If the Indians aren't going to consider putting Carrasco back into the rotation, at least put him into the back part of that bullpen and use him regularly- he certainly has performed more times than not, far more so than either Axford or Rzepcynski (and even Shaw, though that's probably more due to overuse than general ineffectiveness like Axford and even Rzepcynski) Personally, if Carrasco is to remain in the bullpen, he should be in the backend with Allen, Shaw, and a combo of Rzepcynski/Crockett/Hagadone. Pestano still has to get some velocity back, though, I'd try him in a few more situations, but Carrasco should have higher priority based on recent performance and be put in the back end now if there are no plans to return him to the rotation (he was taken out too soon in my opinion, as I've mentioned before). Again, Axford is not likely to be here long-term, as it seems the Milwaukee problems were only temporarily fixed by St. Louis (plus the fact Axford was only there a few months and wasn't used that often down the stretch, as they had a pretty good bullpen before he got there).

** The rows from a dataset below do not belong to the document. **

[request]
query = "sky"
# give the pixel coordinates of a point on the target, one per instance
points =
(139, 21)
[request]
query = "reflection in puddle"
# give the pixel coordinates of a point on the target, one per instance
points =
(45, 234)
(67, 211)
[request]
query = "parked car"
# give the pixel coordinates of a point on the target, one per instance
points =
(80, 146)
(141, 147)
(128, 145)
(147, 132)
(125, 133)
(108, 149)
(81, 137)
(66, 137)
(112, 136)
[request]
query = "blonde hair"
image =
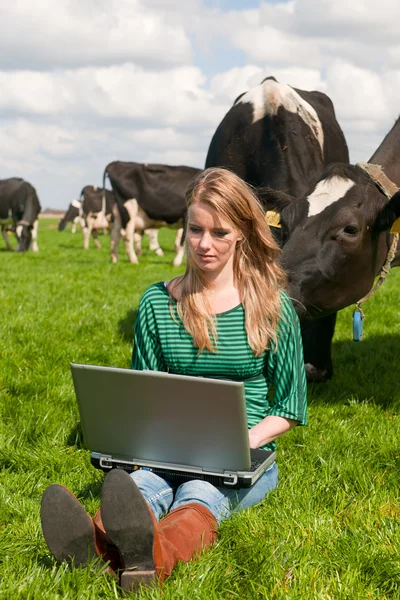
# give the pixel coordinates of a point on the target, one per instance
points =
(257, 275)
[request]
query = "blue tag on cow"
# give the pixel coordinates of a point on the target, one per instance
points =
(358, 326)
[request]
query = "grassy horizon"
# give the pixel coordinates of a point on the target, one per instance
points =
(330, 531)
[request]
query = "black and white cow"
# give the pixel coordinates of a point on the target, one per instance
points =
(19, 211)
(279, 137)
(74, 215)
(338, 237)
(148, 196)
(97, 212)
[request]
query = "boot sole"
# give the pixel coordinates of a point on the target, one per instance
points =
(67, 528)
(127, 520)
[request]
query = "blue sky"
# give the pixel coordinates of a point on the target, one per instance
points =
(151, 80)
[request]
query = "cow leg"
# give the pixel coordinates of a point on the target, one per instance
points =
(317, 341)
(34, 246)
(87, 230)
(95, 236)
(5, 237)
(128, 241)
(137, 238)
(152, 234)
(131, 207)
(179, 248)
(115, 235)
(178, 239)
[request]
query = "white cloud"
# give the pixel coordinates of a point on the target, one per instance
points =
(84, 83)
(122, 92)
(73, 33)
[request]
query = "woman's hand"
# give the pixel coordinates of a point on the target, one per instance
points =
(269, 429)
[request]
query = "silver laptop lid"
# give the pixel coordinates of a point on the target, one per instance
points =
(157, 416)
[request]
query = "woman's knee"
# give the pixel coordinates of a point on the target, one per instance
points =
(157, 491)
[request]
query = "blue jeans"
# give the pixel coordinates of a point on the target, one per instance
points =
(163, 496)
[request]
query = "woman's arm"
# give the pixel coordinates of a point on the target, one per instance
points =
(269, 429)
(285, 371)
(147, 352)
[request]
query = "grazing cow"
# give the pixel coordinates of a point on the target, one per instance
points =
(278, 137)
(19, 210)
(339, 234)
(74, 215)
(147, 196)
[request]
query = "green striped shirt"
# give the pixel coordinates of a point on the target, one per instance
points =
(162, 344)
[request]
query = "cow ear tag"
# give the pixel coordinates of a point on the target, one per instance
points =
(358, 325)
(273, 218)
(396, 226)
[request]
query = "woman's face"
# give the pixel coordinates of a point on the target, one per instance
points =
(211, 239)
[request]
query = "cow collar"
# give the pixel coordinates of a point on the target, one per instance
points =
(387, 186)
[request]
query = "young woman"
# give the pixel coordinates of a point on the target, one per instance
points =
(226, 317)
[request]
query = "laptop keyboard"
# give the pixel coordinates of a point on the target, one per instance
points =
(254, 465)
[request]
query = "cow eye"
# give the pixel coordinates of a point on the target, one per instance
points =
(351, 229)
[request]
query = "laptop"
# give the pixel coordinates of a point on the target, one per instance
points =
(177, 426)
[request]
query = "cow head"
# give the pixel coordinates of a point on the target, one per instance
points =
(24, 235)
(337, 239)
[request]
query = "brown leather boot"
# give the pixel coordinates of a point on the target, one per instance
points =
(71, 534)
(149, 549)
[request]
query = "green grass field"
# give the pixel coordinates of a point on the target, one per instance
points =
(331, 529)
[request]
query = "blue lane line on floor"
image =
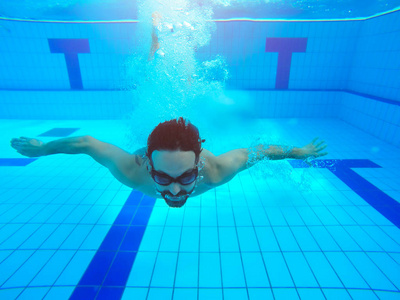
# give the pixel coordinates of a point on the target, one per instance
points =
(108, 272)
(382, 202)
(59, 132)
(16, 162)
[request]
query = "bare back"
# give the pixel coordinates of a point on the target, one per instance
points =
(142, 181)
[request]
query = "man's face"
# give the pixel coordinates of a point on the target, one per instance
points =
(174, 164)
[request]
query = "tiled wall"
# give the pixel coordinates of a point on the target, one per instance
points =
(373, 116)
(375, 69)
(361, 58)
(337, 54)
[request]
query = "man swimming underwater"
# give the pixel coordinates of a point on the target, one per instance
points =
(173, 165)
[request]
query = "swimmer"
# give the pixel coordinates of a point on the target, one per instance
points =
(174, 165)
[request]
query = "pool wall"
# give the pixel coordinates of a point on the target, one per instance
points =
(291, 69)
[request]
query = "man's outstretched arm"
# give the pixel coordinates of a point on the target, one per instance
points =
(120, 163)
(227, 165)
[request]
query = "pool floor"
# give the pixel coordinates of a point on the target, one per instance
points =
(69, 230)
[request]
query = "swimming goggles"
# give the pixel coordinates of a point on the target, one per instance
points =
(185, 179)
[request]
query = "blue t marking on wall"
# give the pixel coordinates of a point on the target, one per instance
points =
(285, 47)
(71, 48)
(383, 203)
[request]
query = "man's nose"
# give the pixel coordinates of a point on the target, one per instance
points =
(174, 188)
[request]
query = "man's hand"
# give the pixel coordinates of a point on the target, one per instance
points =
(28, 147)
(312, 149)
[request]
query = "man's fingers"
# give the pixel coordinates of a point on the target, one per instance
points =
(322, 154)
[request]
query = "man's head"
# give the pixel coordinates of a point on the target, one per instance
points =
(173, 149)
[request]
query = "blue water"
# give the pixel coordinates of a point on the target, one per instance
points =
(280, 230)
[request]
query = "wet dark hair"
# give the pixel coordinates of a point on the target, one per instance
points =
(176, 134)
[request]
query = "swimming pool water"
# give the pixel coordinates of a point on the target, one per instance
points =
(69, 229)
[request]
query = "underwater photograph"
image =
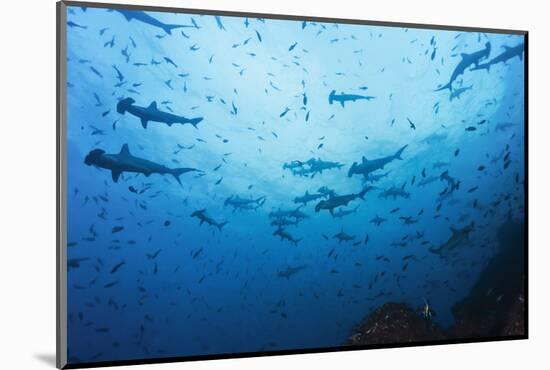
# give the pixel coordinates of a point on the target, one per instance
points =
(244, 185)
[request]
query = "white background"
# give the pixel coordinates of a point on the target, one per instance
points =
(27, 182)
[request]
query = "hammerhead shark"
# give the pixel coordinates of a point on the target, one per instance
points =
(342, 98)
(142, 16)
(151, 113)
(343, 237)
(243, 203)
(340, 200)
(466, 61)
(509, 52)
(366, 167)
(306, 198)
(126, 162)
(203, 217)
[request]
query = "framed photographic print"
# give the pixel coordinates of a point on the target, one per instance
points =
(236, 184)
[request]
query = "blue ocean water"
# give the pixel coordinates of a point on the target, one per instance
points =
(147, 280)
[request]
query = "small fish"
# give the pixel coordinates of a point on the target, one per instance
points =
(117, 266)
(287, 109)
(117, 229)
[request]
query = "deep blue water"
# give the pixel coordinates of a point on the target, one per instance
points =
(189, 289)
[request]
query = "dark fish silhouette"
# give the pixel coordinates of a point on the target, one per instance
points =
(126, 162)
(152, 113)
(342, 98)
(142, 16)
(466, 61)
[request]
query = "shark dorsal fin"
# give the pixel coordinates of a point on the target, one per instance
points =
(124, 151)
(115, 174)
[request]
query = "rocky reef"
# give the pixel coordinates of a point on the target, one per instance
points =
(494, 307)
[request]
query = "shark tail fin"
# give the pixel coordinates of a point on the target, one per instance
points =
(125, 151)
(331, 96)
(123, 105)
(176, 172)
(169, 27)
(445, 87)
(397, 155)
(194, 121)
(352, 169)
(115, 174)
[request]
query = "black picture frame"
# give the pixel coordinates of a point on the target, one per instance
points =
(61, 191)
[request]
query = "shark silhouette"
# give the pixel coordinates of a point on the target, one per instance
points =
(342, 98)
(467, 61)
(509, 52)
(366, 167)
(203, 217)
(142, 16)
(152, 113)
(126, 162)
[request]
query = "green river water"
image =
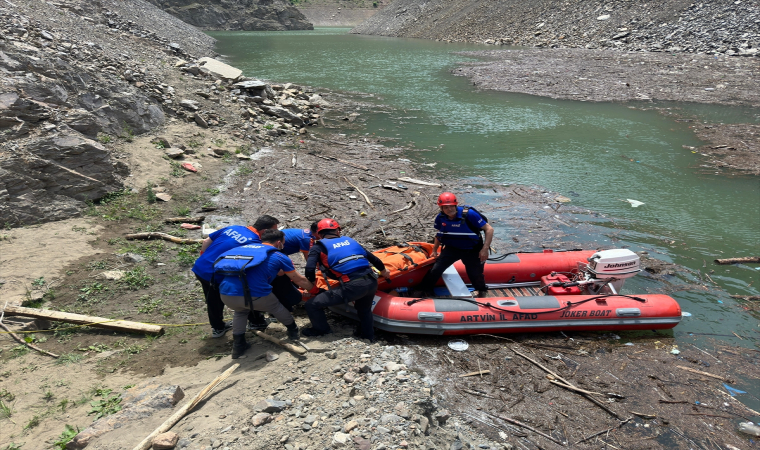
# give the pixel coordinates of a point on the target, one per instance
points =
(597, 154)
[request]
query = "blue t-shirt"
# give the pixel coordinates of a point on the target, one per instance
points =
(222, 240)
(259, 277)
(456, 233)
(296, 240)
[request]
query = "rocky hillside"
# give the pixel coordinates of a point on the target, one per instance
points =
(264, 15)
(722, 26)
(79, 76)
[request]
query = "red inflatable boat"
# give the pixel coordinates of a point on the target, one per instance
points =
(528, 292)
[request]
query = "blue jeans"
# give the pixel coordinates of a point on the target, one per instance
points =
(361, 291)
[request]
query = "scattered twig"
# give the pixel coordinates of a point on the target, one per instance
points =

I read Kevin's tweet from yesterday on how he thinks the Indians will probably start listening to offers if they fall to 7-8 games out of a playoff spot, and that's probably the smartest idea. Let the ones who are here next year (not Masterson, Cabrera, and Giambi, and possibly not Bourn or Swisher either) get the valuable experience- that includes all of the aforementioned pitchers and others like Price, Lee, Sturdevant, etc., as well as position players like Aguilar and Ramirez, to help propel us into a better position in 2015, rather than try to make a last-gasp effort to reach the postseason in 2014. We might not be at that point just yet, but if we don't make up some significant ground in the next 2-3 weeks, that's probably the best route to take if we really want to be a strong contender for 2015 and fix these glaring holes in the 2014 team.
As for Carrasco, it seems to me that TF has some players he just does not like. Their names are Carlos Carrasco and Lonnie Chisenhall. Right now, seems that Nick Swisher is fighting his way onto that list too, but it may just be this swing through the NL.